Pakistan Expels Bangladeshi Diplomat Amid Worsening ‘Spy’ Row

Tension between Bangladesh and Pakistan threatens their diplomatic relationship as both sides have hurled accusations against each other. REUTERS/Akhtar Soomro

DHAKA, Jan 7 – A Bangladeshi diplomat will leave the Pakistani capital of Islamabad on Thursday, officials said, amid a deepening row between the two countries that has also seen a Pakistani diplomat in Dhaka expelled after being accused of spying.

Maushumi Rahman, the political counsellor at the Bangladeshi high commission in Islamabad, was declared persona non grata by Pakistani authorities and will now travel to the Portuguese capital of Lisbon, said Shahriar Alam, Bangladesh’s junior foreign minister.

“There was no explanation from Islamabad,” said Alam. “They could not cite any valid reason when they asked the Bangladesh High Commission to send back the counsellor.”

Pakistan’s ministry of foreign affairs declined to comment on the matter when contacted by Reuters, and would not confirm if Rahman had been asked to leave the country.

Weeks of rising tension in the bilateral relationship were sparked in late November by the executions in Bangladesh of two opposition leaders convicted of crimes against humanity during the 1971 war to break away from Pakistan.

At the time, Pakistan’s foreign ministry expressed “deep concern and anguish” at the executions, describing the trials of those involved in alleged atrocities during the 1971 war as “flawed”.

In late December, Pakistan withdrew Farina Arshad, a diplomat at its high commission in Dhaka, after Bangladeshi authorities accused her of spying and involvement in financing Islamist organizations.

Pakistan said Arshad had been withdrawn after “constantly being harassed by the Bangladeshi authorities”, and it had twice summoned Bangladesh’s high commissioner to lodge protests on the issue.
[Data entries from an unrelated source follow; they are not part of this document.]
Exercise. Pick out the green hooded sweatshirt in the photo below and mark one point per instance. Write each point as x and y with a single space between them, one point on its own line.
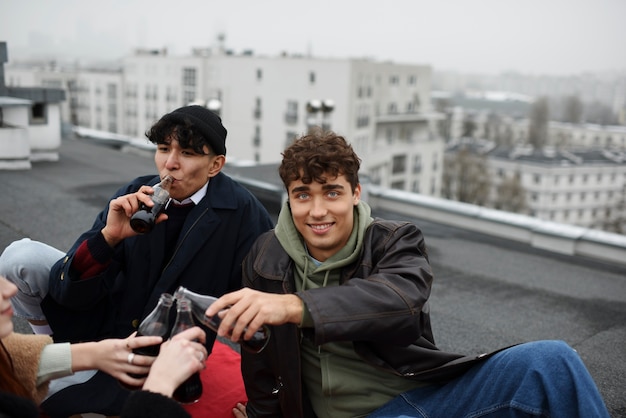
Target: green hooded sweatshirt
337 381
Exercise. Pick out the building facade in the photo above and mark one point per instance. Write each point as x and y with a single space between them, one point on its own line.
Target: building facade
382 108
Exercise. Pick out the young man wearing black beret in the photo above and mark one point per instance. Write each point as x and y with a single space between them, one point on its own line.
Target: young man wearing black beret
112 276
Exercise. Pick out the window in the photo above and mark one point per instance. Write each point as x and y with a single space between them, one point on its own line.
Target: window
38 114
111 91
189 77
398 164
291 116
397 185
417 164
256 141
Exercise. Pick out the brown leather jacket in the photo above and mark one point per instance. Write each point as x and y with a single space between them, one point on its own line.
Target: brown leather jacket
381 305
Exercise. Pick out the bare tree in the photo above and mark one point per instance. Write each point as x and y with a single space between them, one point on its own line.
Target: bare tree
538 122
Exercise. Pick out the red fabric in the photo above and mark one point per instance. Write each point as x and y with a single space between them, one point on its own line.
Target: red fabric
222 384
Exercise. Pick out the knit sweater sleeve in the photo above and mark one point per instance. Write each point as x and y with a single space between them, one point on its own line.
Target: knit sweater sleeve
25 351
144 404
55 362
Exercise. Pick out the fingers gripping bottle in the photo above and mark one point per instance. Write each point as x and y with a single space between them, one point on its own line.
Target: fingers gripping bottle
191 389
155 324
199 305
144 219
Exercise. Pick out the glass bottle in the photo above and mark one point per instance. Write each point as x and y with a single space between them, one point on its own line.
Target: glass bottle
199 305
191 389
155 324
144 219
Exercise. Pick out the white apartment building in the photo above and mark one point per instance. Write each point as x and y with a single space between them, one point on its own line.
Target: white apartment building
585 188
382 108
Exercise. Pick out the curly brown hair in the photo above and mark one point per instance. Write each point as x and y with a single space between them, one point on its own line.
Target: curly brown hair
318 155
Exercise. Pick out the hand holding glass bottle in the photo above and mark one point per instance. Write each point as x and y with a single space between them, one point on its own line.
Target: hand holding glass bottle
200 304
144 219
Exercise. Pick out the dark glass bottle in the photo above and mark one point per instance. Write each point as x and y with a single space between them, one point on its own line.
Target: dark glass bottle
144 219
191 389
199 305
155 324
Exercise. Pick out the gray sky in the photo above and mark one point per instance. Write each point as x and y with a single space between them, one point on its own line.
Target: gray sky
557 37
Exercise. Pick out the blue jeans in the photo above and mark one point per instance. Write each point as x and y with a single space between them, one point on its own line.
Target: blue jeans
538 379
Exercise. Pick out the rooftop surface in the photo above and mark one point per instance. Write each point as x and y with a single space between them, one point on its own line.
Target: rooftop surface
487 293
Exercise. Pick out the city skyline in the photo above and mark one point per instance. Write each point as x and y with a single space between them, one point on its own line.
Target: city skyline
558 37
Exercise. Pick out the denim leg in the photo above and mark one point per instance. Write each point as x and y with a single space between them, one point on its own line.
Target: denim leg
538 379
27 264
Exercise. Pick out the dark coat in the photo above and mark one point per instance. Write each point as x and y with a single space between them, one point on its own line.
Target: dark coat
381 305
214 239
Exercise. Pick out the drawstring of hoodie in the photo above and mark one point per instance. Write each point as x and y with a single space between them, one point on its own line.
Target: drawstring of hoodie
305 274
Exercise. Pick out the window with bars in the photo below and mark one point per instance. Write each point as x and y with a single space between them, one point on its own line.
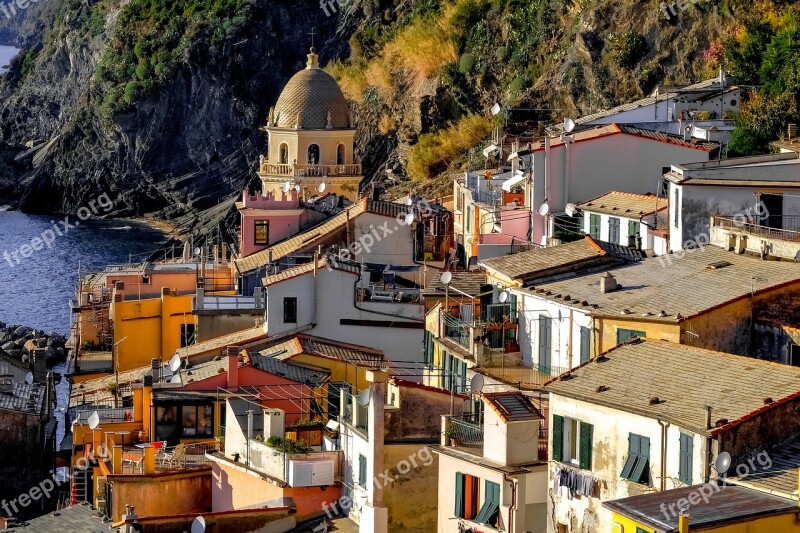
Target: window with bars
613 230
362 471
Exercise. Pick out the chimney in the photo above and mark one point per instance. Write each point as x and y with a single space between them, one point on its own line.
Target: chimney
683 522
233 366
608 283
7 384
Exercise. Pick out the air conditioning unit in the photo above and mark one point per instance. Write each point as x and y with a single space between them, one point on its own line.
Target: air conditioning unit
311 473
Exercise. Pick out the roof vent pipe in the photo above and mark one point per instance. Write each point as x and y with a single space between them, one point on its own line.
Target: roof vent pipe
608 283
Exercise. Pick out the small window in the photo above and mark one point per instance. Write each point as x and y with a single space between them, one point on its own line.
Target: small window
586 344
466 496
362 471
572 442
188 334
627 334
313 154
676 208
490 511
633 228
262 232
290 310
637 465
594 227
613 230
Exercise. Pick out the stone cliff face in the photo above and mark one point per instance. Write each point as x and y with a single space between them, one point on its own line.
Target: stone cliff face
189 144
185 147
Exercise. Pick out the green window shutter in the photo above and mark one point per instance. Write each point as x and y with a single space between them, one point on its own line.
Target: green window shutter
586 340
586 446
558 437
633 455
460 494
495 491
641 473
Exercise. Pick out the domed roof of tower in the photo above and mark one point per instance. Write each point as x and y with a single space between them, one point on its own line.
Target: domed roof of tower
312 100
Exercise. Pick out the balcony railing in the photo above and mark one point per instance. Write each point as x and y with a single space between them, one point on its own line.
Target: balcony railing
300 171
179 457
789 229
466 433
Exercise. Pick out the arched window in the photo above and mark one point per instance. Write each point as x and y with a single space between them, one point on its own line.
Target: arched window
313 154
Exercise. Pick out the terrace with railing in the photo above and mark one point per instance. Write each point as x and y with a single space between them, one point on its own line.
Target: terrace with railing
786 228
305 170
165 458
774 236
465 432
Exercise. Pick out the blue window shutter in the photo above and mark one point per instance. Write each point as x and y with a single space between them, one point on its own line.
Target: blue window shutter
586 446
459 494
558 437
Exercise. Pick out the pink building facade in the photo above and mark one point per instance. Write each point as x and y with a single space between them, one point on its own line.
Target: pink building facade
269 218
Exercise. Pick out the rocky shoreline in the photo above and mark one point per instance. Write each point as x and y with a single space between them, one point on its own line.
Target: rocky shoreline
22 342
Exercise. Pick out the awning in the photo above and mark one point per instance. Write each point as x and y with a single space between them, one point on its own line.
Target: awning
518 177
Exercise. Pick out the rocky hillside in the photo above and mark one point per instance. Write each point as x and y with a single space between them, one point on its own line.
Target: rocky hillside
159 103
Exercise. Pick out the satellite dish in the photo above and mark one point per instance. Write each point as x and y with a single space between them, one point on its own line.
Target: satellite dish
94 420
544 209
476 384
363 398
722 463
198 525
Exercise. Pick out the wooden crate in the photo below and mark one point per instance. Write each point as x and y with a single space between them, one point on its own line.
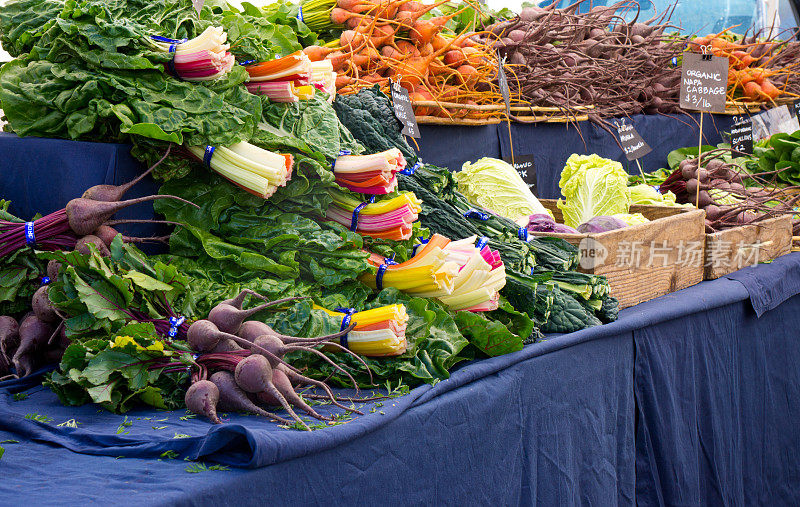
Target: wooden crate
644 261
732 249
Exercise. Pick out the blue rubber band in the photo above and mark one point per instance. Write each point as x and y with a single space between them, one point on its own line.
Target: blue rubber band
159 38
423 241
207 156
473 213
354 220
341 153
171 62
174 324
30 237
382 270
411 170
348 315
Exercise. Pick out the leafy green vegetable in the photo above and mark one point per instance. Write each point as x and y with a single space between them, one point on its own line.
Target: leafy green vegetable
116 373
368 114
434 341
315 122
497 186
593 186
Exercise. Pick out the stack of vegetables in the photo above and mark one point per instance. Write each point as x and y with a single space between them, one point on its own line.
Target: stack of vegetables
379 332
369 174
387 219
204 58
730 195
755 72
396 40
460 274
539 279
249 167
592 61
286 79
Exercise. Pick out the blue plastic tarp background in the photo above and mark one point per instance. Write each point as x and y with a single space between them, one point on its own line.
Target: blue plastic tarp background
713 418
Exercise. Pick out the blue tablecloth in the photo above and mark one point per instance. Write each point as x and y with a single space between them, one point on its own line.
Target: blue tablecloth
688 398
716 401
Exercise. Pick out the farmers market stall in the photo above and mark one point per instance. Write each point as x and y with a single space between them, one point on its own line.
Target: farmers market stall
562 423
279 252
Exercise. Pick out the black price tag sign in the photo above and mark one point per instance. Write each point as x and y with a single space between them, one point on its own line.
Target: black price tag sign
403 110
741 137
503 83
526 167
704 82
632 143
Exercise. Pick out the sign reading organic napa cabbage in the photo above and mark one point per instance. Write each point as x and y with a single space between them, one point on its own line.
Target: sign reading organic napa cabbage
741 136
704 82
632 143
403 110
526 167
502 81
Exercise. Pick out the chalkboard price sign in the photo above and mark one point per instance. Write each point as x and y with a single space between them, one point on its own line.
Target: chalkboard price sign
741 137
403 110
632 143
526 167
704 82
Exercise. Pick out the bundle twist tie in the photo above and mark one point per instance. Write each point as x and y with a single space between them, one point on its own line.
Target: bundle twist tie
174 324
30 237
382 270
354 220
422 241
411 170
348 315
207 156
473 213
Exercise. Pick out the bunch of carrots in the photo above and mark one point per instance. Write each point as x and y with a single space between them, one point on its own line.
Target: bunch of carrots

It is unclear what the charges against Rahman, the Bangladeshi diplomat due to be expelled on Thursday, are.

A Bangladeshi foreign ministry official, speaking on condition of anonymity, called the expulsion “an act of retaliation”.

On Wednesday, Bangladesh’s Supreme Court upheld the death penalty in a case against Motiur Rahman Nizami, the head of Jamaat-e-Islami, the country’s largest Islamist party.

Four opposition politicians, including three leaders of Jamaat-e-Islami, have been convicted by a war crimes tribunal and executed since late 2013.